Trener Doležal o skokach Kamila Stocha: "Mamy pomysł na jutro"
Pięciu z sześciu reprezentantów Polski uzyskało awans do czwartkowego indywidualnego konkursu lotów narciarskich w Planicy. Co prawda o dyspozycję Dawida Kubackiego czy Andrzeja Stękały nie należy się martwić, lecz sytuacja wygląda inaczej z Kamilem Stochem i Klemensem Murańką. Trener Biało-Czerwonych, Michal Doležal, ocenił dzisiejsze próby swoich podopiecznych.
- Niestety, Klemens Murańka nie przeszedł kwalifikacji.
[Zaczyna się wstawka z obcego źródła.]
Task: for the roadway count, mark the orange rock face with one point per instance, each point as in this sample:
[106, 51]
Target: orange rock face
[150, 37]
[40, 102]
Miał zbyt wysoką pozycję najazdową, nie udało się dobrze skoczyć. Ma jutro wolne. Liczę na to, że poprawi błąd w piątek oraz w kolejne dni.
- Przerwa od konkursów PŚ była długa, ale udało nam się potrenować w Zakopanem. Odbyliśmy trzy treningi. Widać, że wszystko jest okej. Piotrek Żyła nie był dziś jeszcze w pełni aktywny, jak to zwykle bywa pierwszego dnia. Andrzej Stękała i Dawid Kubacki spisali się w porządku, ale z rezerwą. Kamil walczy. Najbardziej z pozycją dojazdową, ale mamy pomysł na jutro. Mam nadzieję, że będzie diametralna zmiana.
- Wybierając skład na finał PŚ patrzyliśmy na Puchar Kontynentalny w Zakopanem. Jeśli ktoś szczególnie by się tam wyróżnił, zostałby wzięty pod uwagę. Żaden ze skoczków nie zaprezentował się tam jednak wyjątkowo. Zapadła decyzja, że pojedzie Klimek, który ma szansę na start w niedzielę.
- Z wiatrem było dziś różnie. Czołówka miała nieco gorsze warunki, ale trzeba dobrze skakać. Myślę, że najlepsi sobie poradzą, jak zawsze.
- Po MŚ w Oberstdorfie zawodnicy utrzymywali aktywność. Mieliśmy przerwę, ale wszystko z moimi podopiecznymi jest w porządku. Pauza od rywalizacji nie powoduje dużego problemu.